In 2010, Anwer bridged the divide: his family funded the construction of a nonprofit health-care clinic on the west side. He and his five siblings donated two acres of land that is just a few yards from where their childhood home still sits, and Anwer established the Kamini Health Care Foundation to subsidize clinic operations.
The clinic is called “Kamini,” after the native star-shaped white flower that gave Anwer’s late mother, Jahanara Hossain, her nickname.
His younger sister, Shreen Akhter Rumee, was the inspiration for the clinic. “One day we were talking, and she said, ‘You’re outside [Bangladesh] and doing well. You’ve got to do something for your land, for your home,’ ” Anwer says.
Kamini Clinic was a family affair from the start. Anwer’s nephew, Wahid Asif, an award-winning architect in Bangladesh, designed the 8,000-square-foot brick building pro bono. Anwer’s brother-in-law, Saidul Hasan, a physician with a public health degree, heads the clinic, which opened in December with a staff of nine providing emergency and routine outpatient care. The clinic also has a pharmacy and offers diagnostic services, including lab work, X-rays and ultrasonography.
Patients pay $1.50 for a routine visit, which is roughly 25 percent less than the market rate in Bangladesh. But the demand for health-care services has been so great that the clinic is meeting half its expenses through that income. Anwer since has recruited three more physicians, including the first female obstetrician/gynecologist.
“A doctor’s visit usually costs $2 in Bangladesh,” says Anwer. “That’s a lot of money when you consider that a person’s monthly income is around $100.”
There is a need for even more medical services. Currently, Ishurdi residents with kidney disease have to travel more than 270 miles roundtrip to Dhaka, three times a week, for dialysis. On a good day the trip takes five hours—one way.
The roads of Bangladesh present a particular obstacle to the cars, rickshaws and cattle-drawn carts headed for the capital: people use the blacktop to dry their laundry, spreading their garments across the road. Culture dictates that no one can drive over the clothing.

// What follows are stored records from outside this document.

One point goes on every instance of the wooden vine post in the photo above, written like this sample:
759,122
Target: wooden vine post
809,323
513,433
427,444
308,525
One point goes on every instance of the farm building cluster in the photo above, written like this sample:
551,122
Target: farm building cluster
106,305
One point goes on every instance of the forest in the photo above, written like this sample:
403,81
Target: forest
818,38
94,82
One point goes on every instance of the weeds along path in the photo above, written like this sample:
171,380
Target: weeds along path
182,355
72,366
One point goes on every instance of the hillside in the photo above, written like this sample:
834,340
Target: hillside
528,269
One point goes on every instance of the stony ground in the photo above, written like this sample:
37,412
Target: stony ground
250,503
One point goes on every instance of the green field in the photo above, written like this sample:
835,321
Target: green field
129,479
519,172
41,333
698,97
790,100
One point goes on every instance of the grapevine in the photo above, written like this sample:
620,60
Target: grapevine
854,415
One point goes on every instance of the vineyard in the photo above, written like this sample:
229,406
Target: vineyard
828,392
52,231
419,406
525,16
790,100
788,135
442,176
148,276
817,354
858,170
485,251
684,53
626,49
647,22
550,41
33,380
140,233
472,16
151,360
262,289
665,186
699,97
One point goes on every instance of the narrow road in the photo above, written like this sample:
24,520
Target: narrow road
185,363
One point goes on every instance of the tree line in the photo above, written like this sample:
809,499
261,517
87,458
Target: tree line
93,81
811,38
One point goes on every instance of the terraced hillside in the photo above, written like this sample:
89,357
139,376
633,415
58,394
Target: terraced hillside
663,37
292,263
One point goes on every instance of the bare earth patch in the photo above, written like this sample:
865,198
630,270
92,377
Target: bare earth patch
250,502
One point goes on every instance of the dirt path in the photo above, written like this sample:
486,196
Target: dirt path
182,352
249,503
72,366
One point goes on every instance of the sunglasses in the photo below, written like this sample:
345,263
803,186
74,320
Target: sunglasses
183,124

“When that happens, everything slows down until you can’t drive faster than 25 miles an hour,” says Anwer. “It can take six hours each way to get to the capital.”
And so hiring a nephrologist is Anwer’s next priority. It won’t be easy. Physicians have to leave Bangladesh for such specialized training, and they can make a better living by remaining abroad.

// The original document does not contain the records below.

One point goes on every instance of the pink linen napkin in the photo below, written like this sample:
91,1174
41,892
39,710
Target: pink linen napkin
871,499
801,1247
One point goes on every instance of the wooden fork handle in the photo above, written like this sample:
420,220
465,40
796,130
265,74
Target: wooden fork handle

Anwer left Bangladesh for doctoral study in the U.S. He received a Ph.D. in physiology from Kansas State University in 1973 and later a DVHM in pharmacology and toxicology from the University of Munich. It was at Kansas that he began researching liver diseases, work that continues to define his academic life as a Distinguished Professor in the Department of Biomedical Sciences at the Cummings School.

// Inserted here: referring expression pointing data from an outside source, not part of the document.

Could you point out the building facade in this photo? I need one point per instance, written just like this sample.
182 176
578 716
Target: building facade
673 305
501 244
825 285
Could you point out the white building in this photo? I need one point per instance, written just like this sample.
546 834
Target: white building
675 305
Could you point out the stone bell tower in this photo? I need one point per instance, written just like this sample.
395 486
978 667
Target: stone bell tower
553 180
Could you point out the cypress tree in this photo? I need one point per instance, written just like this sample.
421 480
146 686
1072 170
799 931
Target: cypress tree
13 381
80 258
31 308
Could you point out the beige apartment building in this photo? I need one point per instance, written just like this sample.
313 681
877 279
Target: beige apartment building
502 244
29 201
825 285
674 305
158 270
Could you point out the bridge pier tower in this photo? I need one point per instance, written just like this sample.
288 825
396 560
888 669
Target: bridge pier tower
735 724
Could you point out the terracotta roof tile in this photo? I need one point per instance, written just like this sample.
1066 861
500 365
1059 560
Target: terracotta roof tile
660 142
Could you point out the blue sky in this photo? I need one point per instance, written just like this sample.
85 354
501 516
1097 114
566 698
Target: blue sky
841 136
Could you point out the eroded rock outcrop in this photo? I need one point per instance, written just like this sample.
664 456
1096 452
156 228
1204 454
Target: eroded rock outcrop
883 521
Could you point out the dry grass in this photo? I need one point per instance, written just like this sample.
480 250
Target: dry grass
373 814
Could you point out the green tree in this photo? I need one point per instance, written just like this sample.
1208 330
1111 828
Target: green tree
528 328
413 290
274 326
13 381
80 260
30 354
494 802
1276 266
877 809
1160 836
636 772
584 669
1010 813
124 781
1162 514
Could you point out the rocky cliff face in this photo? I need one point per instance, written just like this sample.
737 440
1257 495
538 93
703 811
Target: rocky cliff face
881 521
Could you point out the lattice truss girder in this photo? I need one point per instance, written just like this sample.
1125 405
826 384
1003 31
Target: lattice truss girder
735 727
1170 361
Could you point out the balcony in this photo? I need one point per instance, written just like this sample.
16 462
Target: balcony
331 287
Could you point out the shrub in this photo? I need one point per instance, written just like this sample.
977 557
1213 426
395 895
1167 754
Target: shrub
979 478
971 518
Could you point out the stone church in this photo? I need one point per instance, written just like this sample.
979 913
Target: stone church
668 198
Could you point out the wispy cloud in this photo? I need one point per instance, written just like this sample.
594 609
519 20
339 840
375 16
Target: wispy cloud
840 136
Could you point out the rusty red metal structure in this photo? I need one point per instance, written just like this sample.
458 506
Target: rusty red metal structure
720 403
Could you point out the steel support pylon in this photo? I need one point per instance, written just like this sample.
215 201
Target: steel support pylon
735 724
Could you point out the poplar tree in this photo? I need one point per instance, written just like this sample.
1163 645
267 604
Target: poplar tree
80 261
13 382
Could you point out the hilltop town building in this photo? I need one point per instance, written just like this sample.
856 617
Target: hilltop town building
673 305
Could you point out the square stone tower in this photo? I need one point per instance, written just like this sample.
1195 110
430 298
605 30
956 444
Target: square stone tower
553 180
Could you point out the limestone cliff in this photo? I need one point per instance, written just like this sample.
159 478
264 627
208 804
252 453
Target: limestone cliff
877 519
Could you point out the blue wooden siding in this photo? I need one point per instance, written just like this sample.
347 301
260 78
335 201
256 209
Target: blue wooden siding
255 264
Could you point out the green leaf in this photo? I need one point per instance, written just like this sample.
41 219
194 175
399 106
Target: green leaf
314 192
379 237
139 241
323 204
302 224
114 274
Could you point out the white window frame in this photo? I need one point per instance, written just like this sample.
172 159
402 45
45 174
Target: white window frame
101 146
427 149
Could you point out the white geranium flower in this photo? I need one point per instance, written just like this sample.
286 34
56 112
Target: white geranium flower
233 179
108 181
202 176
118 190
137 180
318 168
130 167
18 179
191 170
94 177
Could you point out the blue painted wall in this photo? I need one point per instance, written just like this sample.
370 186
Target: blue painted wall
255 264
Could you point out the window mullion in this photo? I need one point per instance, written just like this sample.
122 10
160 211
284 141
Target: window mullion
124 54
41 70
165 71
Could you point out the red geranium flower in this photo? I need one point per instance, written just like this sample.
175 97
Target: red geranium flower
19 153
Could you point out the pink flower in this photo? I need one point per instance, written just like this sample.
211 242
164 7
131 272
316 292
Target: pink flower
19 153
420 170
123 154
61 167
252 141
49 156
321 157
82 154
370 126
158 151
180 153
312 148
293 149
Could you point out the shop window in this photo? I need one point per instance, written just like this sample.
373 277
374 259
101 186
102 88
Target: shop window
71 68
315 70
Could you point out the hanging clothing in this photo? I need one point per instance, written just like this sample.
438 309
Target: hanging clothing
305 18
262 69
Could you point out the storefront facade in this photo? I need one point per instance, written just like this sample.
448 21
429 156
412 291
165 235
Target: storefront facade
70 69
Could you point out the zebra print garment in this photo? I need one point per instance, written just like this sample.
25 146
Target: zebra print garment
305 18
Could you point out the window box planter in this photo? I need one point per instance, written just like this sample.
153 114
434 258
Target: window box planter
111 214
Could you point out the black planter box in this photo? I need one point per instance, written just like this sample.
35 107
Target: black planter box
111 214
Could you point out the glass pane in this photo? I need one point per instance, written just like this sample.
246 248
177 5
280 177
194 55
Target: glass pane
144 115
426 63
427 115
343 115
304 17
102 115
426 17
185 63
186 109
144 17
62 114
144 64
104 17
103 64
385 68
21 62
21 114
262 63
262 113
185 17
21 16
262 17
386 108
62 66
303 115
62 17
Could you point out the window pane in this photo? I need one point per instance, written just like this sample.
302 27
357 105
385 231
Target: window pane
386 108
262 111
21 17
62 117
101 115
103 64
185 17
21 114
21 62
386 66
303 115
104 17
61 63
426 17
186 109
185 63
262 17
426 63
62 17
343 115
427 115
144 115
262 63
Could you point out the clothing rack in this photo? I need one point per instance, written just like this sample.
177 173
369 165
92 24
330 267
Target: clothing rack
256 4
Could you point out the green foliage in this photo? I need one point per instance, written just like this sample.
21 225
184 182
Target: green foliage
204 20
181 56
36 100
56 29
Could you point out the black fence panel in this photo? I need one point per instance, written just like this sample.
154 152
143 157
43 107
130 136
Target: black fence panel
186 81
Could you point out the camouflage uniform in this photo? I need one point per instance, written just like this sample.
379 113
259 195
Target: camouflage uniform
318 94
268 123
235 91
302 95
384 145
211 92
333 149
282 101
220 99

He has been a faculty member at Tufts since 1983, and twice has served as interim dean of the veterinary school. He teaches pharmacology and leads a research group that is investigating ways to reverse the damage done by liver diseases such as cholestasis, in which the flow of bile from the liver is blocked.
And Anwer says he needs to go back to Bangladesh, probably later this year, to see in person the clinic that has transformed Ishurdi. For now, the hundreds of digital photographs emailed across the miles will have to do.
“Seeing it in person for the first time will make me feel good, especially to see people getting help,” he says with characteristic modesty. “That’s all I wanted.”
This article first appeared in the Spring 2011 issue of Tufts Veterinary Medicine magazine.